Birkaç kişinin değil, toplumun %12'sini teşkil eden bir kitlenin onurundan bahsediliyor.
Beni benim gibi yaşanların anlamadığı bir ortamda başkasının anlamasını nasıl bekleyeceğim? Hatta beni benim gibi düşünenlerin temsil etmediği bir ortamda nasıl yaşayacağım?
Aklınızı başınıza devşirin ve lütfedip insaf buyurunuz ki bahsi geçen ilanın hiç bir satırında bir kitle örgütünün hedef kitlesine yardım ya da destek amacı yok. Bunu görmemenin tek bir mantığı vardır; o da bu kumpasın bir parçası olmaktır... Kaldı ki; konuya ilişkin yazı gönder arkadaşların bilcümlesi adı geçen dernek hakkında olumlu bir düşünce sunmuyorlar.

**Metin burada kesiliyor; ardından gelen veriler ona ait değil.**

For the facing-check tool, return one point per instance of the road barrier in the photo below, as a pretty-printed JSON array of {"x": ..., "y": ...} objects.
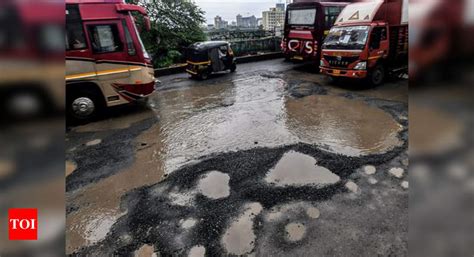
[{"x": 179, "y": 68}]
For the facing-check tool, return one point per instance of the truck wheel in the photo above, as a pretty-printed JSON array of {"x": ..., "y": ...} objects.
[
  {"x": 233, "y": 67},
  {"x": 84, "y": 105},
  {"x": 377, "y": 76}
]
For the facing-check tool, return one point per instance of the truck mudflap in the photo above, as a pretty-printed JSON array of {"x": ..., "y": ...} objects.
[
  {"x": 357, "y": 74},
  {"x": 135, "y": 92}
]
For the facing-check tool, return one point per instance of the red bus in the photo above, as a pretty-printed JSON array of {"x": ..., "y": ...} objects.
[
  {"x": 106, "y": 61},
  {"x": 307, "y": 23},
  {"x": 31, "y": 59}
]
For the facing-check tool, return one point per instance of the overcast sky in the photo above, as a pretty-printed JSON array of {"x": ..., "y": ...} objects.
[{"x": 228, "y": 9}]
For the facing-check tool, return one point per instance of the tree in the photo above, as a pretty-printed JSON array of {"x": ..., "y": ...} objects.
[{"x": 177, "y": 23}]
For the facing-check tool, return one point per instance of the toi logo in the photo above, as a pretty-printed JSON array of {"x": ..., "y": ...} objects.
[{"x": 23, "y": 224}]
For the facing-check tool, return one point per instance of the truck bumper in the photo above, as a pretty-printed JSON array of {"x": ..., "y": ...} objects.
[{"x": 356, "y": 74}]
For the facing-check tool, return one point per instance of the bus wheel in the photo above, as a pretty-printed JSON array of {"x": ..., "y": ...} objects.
[
  {"x": 377, "y": 76},
  {"x": 233, "y": 67},
  {"x": 204, "y": 75},
  {"x": 83, "y": 106}
]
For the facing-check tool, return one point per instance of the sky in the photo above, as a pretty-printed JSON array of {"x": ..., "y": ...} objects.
[{"x": 228, "y": 9}]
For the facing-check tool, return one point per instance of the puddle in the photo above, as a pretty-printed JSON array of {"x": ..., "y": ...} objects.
[
  {"x": 145, "y": 251},
  {"x": 121, "y": 122},
  {"x": 351, "y": 186},
  {"x": 215, "y": 185},
  {"x": 372, "y": 181},
  {"x": 239, "y": 239},
  {"x": 405, "y": 184},
  {"x": 94, "y": 142},
  {"x": 197, "y": 251},
  {"x": 397, "y": 172},
  {"x": 99, "y": 202},
  {"x": 313, "y": 212},
  {"x": 346, "y": 126},
  {"x": 189, "y": 223},
  {"x": 227, "y": 116},
  {"x": 297, "y": 169},
  {"x": 295, "y": 231},
  {"x": 97, "y": 227},
  {"x": 70, "y": 167},
  {"x": 182, "y": 198},
  {"x": 370, "y": 170}
]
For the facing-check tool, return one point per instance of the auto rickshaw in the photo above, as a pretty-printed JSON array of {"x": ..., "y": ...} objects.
[{"x": 204, "y": 58}]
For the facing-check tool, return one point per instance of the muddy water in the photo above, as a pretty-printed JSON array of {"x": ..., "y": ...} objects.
[
  {"x": 295, "y": 231},
  {"x": 347, "y": 126},
  {"x": 204, "y": 119},
  {"x": 215, "y": 185},
  {"x": 297, "y": 169},
  {"x": 99, "y": 203},
  {"x": 239, "y": 239},
  {"x": 70, "y": 167}
]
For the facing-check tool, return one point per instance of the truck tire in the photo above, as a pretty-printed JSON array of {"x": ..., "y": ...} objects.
[
  {"x": 83, "y": 105},
  {"x": 233, "y": 67},
  {"x": 377, "y": 76}
]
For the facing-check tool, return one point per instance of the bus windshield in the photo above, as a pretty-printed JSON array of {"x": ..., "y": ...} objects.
[
  {"x": 353, "y": 37},
  {"x": 302, "y": 16}
]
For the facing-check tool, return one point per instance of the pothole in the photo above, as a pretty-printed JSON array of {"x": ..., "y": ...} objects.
[
  {"x": 197, "y": 251},
  {"x": 297, "y": 169},
  {"x": 215, "y": 185},
  {"x": 295, "y": 231},
  {"x": 239, "y": 239}
]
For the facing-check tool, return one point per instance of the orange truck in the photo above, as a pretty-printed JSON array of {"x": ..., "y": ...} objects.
[{"x": 369, "y": 41}]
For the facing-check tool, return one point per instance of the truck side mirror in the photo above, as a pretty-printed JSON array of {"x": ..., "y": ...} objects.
[{"x": 147, "y": 23}]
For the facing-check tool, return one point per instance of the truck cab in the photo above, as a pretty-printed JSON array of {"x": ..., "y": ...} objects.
[{"x": 369, "y": 41}]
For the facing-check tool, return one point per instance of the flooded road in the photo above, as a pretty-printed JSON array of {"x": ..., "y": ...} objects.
[{"x": 245, "y": 163}]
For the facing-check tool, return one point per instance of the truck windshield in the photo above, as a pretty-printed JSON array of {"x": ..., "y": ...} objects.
[
  {"x": 301, "y": 16},
  {"x": 353, "y": 37}
]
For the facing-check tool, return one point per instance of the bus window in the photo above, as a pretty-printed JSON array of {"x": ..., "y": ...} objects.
[
  {"x": 302, "y": 16},
  {"x": 105, "y": 38},
  {"x": 75, "y": 38},
  {"x": 128, "y": 38}
]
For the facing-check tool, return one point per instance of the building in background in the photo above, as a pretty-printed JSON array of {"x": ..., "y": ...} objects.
[
  {"x": 246, "y": 22},
  {"x": 280, "y": 6},
  {"x": 274, "y": 19},
  {"x": 219, "y": 23}
]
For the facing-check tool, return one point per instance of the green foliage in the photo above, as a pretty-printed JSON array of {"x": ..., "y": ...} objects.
[{"x": 177, "y": 23}]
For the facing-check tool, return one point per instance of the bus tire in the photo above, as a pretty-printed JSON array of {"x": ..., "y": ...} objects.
[
  {"x": 204, "y": 75},
  {"x": 83, "y": 105},
  {"x": 377, "y": 76}
]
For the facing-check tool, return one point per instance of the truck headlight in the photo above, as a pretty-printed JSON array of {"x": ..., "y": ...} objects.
[{"x": 361, "y": 66}]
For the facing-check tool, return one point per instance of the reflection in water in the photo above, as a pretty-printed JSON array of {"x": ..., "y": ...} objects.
[
  {"x": 297, "y": 169},
  {"x": 239, "y": 239},
  {"x": 100, "y": 202},
  {"x": 201, "y": 120},
  {"x": 347, "y": 126}
]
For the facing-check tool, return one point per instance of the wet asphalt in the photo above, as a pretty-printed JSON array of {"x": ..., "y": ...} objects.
[{"x": 138, "y": 180}]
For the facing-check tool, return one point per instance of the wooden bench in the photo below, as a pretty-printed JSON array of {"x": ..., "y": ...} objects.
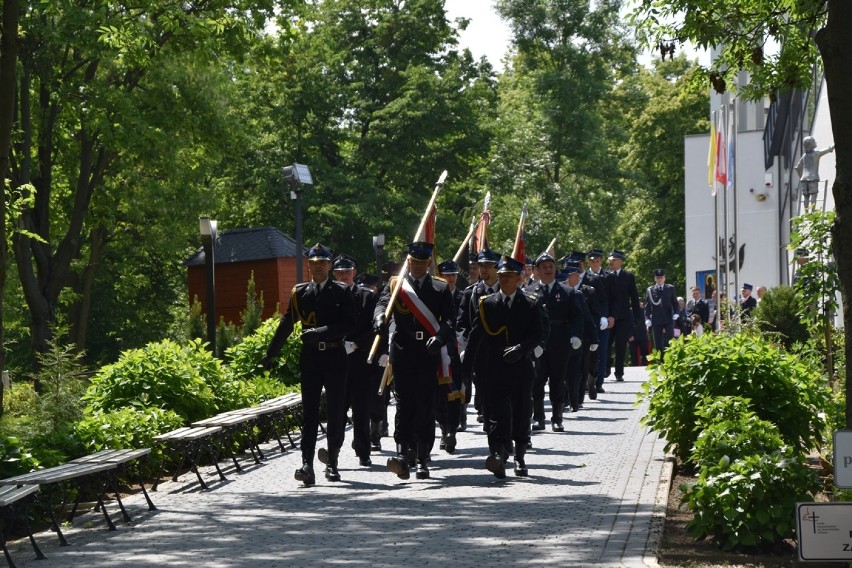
[
  {"x": 14, "y": 501},
  {"x": 63, "y": 475},
  {"x": 191, "y": 443}
]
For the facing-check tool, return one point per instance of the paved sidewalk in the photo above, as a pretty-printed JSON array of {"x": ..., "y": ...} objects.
[{"x": 595, "y": 496}]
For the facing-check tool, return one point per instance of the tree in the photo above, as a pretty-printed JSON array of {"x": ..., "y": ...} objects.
[
  {"x": 808, "y": 33},
  {"x": 80, "y": 66}
]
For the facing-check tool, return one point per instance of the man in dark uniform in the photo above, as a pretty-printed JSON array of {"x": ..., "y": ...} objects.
[
  {"x": 624, "y": 311},
  {"x": 486, "y": 261},
  {"x": 451, "y": 414},
  {"x": 327, "y": 313},
  {"x": 747, "y": 301},
  {"x": 579, "y": 372},
  {"x": 597, "y": 273},
  {"x": 423, "y": 314},
  {"x": 564, "y": 320},
  {"x": 361, "y": 381},
  {"x": 508, "y": 328},
  {"x": 661, "y": 310}
]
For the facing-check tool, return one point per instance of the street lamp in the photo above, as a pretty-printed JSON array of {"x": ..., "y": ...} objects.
[
  {"x": 298, "y": 175},
  {"x": 378, "y": 247},
  {"x": 207, "y": 227}
]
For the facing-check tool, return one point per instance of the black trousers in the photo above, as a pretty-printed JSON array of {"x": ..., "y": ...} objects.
[
  {"x": 320, "y": 369},
  {"x": 359, "y": 388},
  {"x": 552, "y": 369},
  {"x": 621, "y": 333},
  {"x": 509, "y": 401},
  {"x": 415, "y": 383}
]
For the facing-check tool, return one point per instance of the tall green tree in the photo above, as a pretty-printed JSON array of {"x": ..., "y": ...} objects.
[
  {"x": 808, "y": 33},
  {"x": 81, "y": 65}
]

1990'lı yıllarda biz engellilere yönelik kurulan dernek sayısı olağanüstü artış gösterdi. Bu artışın biz engellilere getirdikleri ve götürdüklerini karşılaştıracak olursak; BÖLEN= KOCAMAN SIFIR, BÖLÜNEN= KOCAMAN SIFIR... ELDE KALAN İSE insanların (biz engellilerin) bilinçlendiklerini sanarak (oysa kelimenin tam anlamıyla ahmakça) ismini telaffuz dahi etmek istemediğim yukarıda adı geçen kişi ve onun gibi SÖMÜRGECİLERİN ekmeğine tereyağ sürmekten başka bir şey değildi...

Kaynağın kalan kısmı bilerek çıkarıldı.